Unilever investors seek ESG reassurances in McCormick food deal
- By Reuters -
- May 09, 2026

Some Unilever investors are pressing for the giant food entity created by a $65 billion deal with McCormick to adopt the standards on forestry and sustainabilty more broadly that the UK consumer products company has promoted.
The second largest food transaction to date that was announced in March will combine the Unilever division with McCormick’s into one company that includes brands such as Hellmann’s mayonnaise and Cholula hot sauce.
McCormick will take on oversight of a business nearly twice its current size and with a more complex global supply chain that will bring challenges linked to agriculture, commodities and small-scale farming.
Given Unilever’s historically leading position on sustainability, some investors are keen for reassurance its standards will be maintained.
“We will be seeking assurances about the intention of the combined company to uphold and build upon best practice with regard to deforestation-free sourcing of commodities,” said Vemund Olsen, senior analyst at Norwegian asset manager Storebrand, a top-100 investor in Unilever and a McCormick shareholder according to LSEG data.
CAREFUL SOURCING AND COMPLAINT SYSTEM
Those practices include not sourcing from deforested or converted land along the supply chain, having a public system for complaints, and ensuring full traceability of commodities to plantations, he added.
A spokesperson for Frankfurt-based Union Investment, a top-40 investor in both companies, according to LSEG data, said it would seek transparency “about how it integrates sustainable practices moving forward”.

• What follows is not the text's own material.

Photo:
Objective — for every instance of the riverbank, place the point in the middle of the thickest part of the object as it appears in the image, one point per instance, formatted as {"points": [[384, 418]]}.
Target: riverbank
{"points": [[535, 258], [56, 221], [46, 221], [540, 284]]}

Under U.S. rules, Hunt Valley, Maryland-based McCormick is not required to disclose the same detailed sustainability information that UK-based Unilever faces in Europe.
Companies with significant European operations are expected to comply with EU‑level sustainability reporting rules. But that compliance may take years, leaving a transition period where disclosure standards depend largely on company commitments.
“If Unilever-McCormick decide to turn their backs (on sustainability), this could create significant risk for shareholders and the new entity,” said Cailin Dendas, environmental health program senior coordinator at shareholder group As You Sow.
“We saw this happen when Kellanova separated from Kellogg in 2023 and dropped its pesticide commitments, among other sustainability goals.”
Mars, which acquired Kellanova last year, said environmental impact is assessed alongside business performance when making acquisitions.
“As integration progresses, Kellanova will be incorporated into Mars broader sustainability commitments, including our Net Zero Roadmap and sustainability governance frameworks,” a Mars spokesperson said.
Unilever will be the biggest investor in the new company with a near 10% stake and four board directors. But smaller shareholders will have limited ability to directly influence the board.
Asked whether Unilever would leverage its shareholding in McCormick to push the spice maker into living up to Unilever’s standards, a company spokesperson told Reuters: “We are working closely with McCormick ahead of the completion of the transaction to support the transition of our Foods‑related sustainability programmes and commitments.”